Alors que la banque prépare son argumentaire pour une audition, le Wall Street Journal a révélé samedi que cinq dirigeants de la banque ont cédé leurs actions après l’annonce d’une enquête de la SEC, l’autorité de supervision des marchés. Ces responsables auraient revendu leurs actions pour un plus de 65 millions de dollars.
Pour couronner le tout, le Sénat US a rendu publics des messages électroniques entre dirigeants de la banque. Dans l’un de ces messages, le PDG de Goldman Sachs, Lloyd Blankfein, écrit: «Nous n’avons bien évidemment pas échappé à la pétaudière des crédits immobiliers à risque. Nous avons perdu de l’argent et ensuite nous en avons gagné plus que nous en avons perdu grâce à nos positions courtes». Dans un autre mail, les managers évaluent les conséquences des mauvaises notes attribuées par les agences de notations aux subprimes : «On dirait qu’on va faire beaucoup d’argent», jubile l’un d’eux. «Oui, nous sommes bien positionnés», réplique un des collègues.
«Les banques d’investissement comme Goldman Sachs n’étaient pas de simples courtiers, elles étaient les promoteurs intéressés de produits financiers risqués et complexes qui ont favorisé l’éclosion de la crise», a déclaré, fort dépité, le sénateur Carl Levine, qui préside une sous-commission sénatoriale chargée de faire la lumière sur les agissements de la banque.
Certains, à juste titre, s’étonnent de la tardive indignation de cet honorable représentant d’une institution qui a entériné toutes les déréglementations, ouvrant ainsi la voie aux dérives hyper-spéculatives et à la crise. Quid des autres banques qui déclarent aujourd’hui de substantiels bénéfices après avoir ruiné des millions de personnes ?

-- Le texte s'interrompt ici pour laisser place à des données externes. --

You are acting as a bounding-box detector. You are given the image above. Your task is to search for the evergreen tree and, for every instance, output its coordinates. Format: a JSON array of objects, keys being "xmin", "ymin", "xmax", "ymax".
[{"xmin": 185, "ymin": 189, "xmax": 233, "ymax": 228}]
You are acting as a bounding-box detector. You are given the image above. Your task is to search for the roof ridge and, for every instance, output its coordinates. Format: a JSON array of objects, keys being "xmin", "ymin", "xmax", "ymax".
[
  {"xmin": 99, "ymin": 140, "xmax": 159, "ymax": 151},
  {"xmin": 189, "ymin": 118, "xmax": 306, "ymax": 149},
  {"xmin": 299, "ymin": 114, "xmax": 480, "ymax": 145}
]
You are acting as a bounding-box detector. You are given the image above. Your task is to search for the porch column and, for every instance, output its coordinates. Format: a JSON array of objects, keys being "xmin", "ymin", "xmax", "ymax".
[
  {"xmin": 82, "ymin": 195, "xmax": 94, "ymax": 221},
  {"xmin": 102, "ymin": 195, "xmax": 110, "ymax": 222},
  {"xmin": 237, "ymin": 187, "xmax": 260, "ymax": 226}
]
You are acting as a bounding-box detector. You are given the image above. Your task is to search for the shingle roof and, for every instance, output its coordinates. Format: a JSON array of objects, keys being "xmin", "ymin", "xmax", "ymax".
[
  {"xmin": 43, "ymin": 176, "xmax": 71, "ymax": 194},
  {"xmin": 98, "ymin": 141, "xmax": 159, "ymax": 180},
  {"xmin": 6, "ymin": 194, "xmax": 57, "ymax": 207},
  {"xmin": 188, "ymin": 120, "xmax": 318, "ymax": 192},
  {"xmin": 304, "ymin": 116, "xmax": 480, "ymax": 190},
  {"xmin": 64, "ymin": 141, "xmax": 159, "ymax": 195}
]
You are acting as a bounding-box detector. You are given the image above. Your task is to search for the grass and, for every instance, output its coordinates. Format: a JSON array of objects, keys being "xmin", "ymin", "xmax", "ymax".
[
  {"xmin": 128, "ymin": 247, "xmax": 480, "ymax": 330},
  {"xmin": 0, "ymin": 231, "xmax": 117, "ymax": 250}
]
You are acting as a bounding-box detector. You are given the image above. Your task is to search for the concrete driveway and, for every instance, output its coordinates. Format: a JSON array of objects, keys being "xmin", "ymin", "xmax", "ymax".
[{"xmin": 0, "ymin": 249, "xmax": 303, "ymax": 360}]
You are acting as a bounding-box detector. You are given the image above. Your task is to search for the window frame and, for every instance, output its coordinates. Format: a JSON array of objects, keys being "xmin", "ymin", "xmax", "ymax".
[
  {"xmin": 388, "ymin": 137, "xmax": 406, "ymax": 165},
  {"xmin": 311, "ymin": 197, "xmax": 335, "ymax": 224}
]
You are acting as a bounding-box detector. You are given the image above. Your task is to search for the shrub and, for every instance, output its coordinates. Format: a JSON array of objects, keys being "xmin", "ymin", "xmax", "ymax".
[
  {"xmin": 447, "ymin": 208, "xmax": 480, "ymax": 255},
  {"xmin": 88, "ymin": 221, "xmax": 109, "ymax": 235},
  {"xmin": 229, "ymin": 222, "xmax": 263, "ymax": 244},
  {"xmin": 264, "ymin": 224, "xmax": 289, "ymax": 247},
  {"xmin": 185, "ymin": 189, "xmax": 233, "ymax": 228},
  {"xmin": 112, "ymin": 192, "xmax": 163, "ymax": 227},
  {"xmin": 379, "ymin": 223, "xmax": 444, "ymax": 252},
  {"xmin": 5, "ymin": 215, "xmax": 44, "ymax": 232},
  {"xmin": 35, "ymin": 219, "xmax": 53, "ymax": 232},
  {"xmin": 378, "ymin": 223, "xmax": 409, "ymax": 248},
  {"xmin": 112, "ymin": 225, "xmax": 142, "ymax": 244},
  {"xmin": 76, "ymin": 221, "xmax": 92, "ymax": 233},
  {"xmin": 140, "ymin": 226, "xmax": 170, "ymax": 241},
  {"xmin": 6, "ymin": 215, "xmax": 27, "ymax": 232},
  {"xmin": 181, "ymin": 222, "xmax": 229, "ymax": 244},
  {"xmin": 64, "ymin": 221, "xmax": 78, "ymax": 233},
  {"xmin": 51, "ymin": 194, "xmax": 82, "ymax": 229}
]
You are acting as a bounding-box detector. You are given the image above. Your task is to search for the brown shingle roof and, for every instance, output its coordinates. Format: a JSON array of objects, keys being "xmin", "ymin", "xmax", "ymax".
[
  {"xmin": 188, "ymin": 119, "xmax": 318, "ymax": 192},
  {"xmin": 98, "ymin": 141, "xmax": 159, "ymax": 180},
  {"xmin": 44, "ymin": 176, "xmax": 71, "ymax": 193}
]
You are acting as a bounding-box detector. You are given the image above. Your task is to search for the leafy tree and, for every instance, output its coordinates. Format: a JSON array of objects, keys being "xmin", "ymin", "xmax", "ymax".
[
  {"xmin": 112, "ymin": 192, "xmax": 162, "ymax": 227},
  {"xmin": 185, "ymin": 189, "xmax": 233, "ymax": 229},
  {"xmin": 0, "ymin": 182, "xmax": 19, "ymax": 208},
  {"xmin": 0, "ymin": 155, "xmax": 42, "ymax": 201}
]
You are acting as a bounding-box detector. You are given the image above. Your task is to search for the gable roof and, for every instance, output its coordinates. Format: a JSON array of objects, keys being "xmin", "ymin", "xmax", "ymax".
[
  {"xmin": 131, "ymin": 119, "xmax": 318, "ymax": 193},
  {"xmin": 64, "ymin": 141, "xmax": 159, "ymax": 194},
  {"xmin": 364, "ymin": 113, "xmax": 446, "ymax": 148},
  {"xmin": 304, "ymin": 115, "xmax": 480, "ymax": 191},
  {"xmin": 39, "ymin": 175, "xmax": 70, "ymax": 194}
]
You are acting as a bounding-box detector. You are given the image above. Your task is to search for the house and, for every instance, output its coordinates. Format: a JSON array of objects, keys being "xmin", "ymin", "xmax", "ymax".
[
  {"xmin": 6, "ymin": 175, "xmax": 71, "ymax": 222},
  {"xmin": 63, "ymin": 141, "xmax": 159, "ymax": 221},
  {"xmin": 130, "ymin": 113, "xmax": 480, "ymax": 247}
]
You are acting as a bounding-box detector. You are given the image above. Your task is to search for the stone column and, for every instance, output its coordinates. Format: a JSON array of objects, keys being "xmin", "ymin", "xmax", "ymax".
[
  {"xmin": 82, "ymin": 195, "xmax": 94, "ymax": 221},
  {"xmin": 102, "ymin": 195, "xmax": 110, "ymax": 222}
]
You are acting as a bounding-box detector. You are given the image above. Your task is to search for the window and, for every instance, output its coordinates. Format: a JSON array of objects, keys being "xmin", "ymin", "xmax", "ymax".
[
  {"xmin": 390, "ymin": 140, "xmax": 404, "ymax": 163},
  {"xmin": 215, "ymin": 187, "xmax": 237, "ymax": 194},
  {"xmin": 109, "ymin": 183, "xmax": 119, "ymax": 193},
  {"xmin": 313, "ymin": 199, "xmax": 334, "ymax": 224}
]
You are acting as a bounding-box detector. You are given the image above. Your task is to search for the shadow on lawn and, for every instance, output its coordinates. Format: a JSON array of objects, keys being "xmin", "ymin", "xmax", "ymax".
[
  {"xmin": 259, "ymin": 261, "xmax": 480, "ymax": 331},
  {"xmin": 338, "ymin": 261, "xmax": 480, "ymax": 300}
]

Le scandale inhérent au fonctionnement des marchés est la norme d’un système financier et politique qui a atteint des sommets de dévoiement. L’affaire Goldman Sachs, unique cible désignée à la vindicte populaire, ne déroge pas au principe que seuls sont coupables ceux qui se font prendre. Les autres, à l’abri du système, peuvent dormir tranquilles.